October 5, 2010, Volume 57, No. 06


The National Institutes of Health (NIH) has renewed its  funding to the Paul D. Wellstone Muscular Dystrophy Cooperative Research  Center at the University  of Pennsylvania School of Medicine. The new grant totals over  $8 million for the next five years. The Center was established in 2005 to support muscular dystrophy research and is principally funded by the  National Institute of Arthritis and Musculoskeletal and Skin Diseases (NIAMS) and co-funded by the National Heart, Lung and Blood Institute.  (NHLBI).

The Penn School of Medicine is one of six Wellstone Centers in the  United States. Of the six original centers, the Penn Center was one of  three to be renewed, and is directed by Dr. H. Lee  Sweeney, chair of the department of physiology at Penn. All six Centers honor the memory of the late Senator Paul Wellstone, who  was a champion of muscular-dystrophy research and issues in Congress.

“This award continues to be the nucleus of a larger  translational-research initiative for muscular dystrophies at Penn,” said Dr. Sweeney.  Muscular Dystrophy (MD) is characterized by progressive weakness and  degeneration of the skeletal or voluntary muscles that control movement. Researchers at the Wellstone Centers study various forms of MD, including Duchenne/Becker Muscular Dystrophy, Myotonic Dystrophy,  Facioscapulohumeral Dystrophy, and Limb-Girdle Muscular  Dystrophy.
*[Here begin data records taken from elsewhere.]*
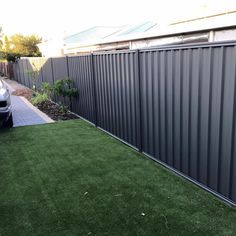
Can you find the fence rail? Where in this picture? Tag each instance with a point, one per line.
(175, 104)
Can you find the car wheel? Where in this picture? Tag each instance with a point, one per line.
(9, 122)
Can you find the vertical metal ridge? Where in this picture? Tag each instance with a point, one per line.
(221, 118)
(232, 158)
(139, 96)
(173, 109)
(199, 113)
(210, 116)
(189, 111)
(181, 110)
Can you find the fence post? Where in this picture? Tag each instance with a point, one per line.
(67, 65)
(139, 101)
(94, 90)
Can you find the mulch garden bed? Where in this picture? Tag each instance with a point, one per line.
(27, 93)
(55, 112)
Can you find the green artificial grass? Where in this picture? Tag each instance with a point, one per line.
(69, 178)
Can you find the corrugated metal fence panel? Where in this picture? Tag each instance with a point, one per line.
(188, 112)
(117, 95)
(80, 72)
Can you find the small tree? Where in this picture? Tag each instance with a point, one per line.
(34, 75)
(65, 88)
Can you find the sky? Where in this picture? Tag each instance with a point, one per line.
(57, 18)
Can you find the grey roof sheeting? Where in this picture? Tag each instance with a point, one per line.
(153, 30)
(102, 33)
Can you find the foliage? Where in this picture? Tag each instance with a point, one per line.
(47, 88)
(19, 45)
(11, 56)
(39, 97)
(1, 35)
(69, 178)
(34, 74)
(64, 88)
(63, 108)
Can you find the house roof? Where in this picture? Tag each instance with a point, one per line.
(98, 35)
(91, 34)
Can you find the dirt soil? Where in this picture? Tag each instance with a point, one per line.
(24, 92)
(54, 111)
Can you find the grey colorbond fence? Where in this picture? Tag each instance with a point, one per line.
(176, 104)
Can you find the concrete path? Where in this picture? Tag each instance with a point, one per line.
(24, 113)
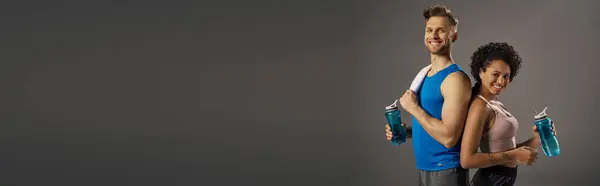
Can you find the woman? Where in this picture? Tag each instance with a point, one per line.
(489, 125)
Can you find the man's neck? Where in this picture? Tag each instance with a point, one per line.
(441, 61)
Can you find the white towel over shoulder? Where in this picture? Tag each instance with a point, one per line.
(416, 84)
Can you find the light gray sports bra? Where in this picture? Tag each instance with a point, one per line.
(501, 136)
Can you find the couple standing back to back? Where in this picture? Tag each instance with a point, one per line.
(451, 119)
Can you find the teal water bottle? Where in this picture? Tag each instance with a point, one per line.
(392, 114)
(549, 141)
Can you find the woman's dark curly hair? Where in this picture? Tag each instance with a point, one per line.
(485, 54)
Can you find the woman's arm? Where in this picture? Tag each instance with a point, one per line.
(479, 115)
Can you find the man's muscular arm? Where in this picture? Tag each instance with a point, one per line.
(456, 90)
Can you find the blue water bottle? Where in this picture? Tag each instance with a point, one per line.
(549, 141)
(392, 115)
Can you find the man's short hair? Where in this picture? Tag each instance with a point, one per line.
(440, 10)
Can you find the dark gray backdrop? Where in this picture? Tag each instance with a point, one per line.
(265, 93)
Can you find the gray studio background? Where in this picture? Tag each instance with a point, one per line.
(266, 92)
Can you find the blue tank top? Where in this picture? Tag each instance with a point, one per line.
(431, 155)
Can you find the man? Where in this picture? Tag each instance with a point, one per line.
(440, 110)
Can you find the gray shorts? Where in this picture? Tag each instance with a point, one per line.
(449, 177)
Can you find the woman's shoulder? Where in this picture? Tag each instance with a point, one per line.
(479, 105)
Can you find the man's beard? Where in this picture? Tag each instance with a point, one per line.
(441, 50)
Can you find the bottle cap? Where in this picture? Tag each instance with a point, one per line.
(541, 114)
(392, 106)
The Penn Center focuses on the molecular questions  behind the deterioration of muscle and its cellular scaffolding seen in MD. “What are the factors that lead to the failure of muscle to regenerate after repeated rounds of injury and repair?”asked Dr. Sweeney. “Why,  eventually, is muscle replaced with fat and scar tissue instead of being  repaired, leading to muscle wasting? What cells are the source of the fat  and fibrosis? Understanding what goes wrong in repair is necessary for the  success of future therapies, and in particular, eventual stem-cell  therapies.”

An important component of the Center is a collaborative project based  at the University of Florida to develop better MRI-based methodologies for  imaging fat and fibrosis in a variety of human muscular dystophies. This is critical for the evaluation of future therapeutic interventions in the muscular dystrophies.

With the new funds, the Penn Center will also start a training core focused on educating the next generation of scientists and physicians in  the research of muscle biology and MD. This core, co-directed by Dr. E. Michael Ostap, director of the Pennsylvania Muscle Institute (PMI) and professor of physiology, will partner with the PMI and  Penn’s existing NIAMS-sponsored training program to offer workshops and  symposia starting in spring of 2011.  “We are excited about the new educational opportunities provided by  this partnership for Penn Medicine, and also for the muscle community  at-large via web-based dissemination of our programs,” said Dr. Ostap.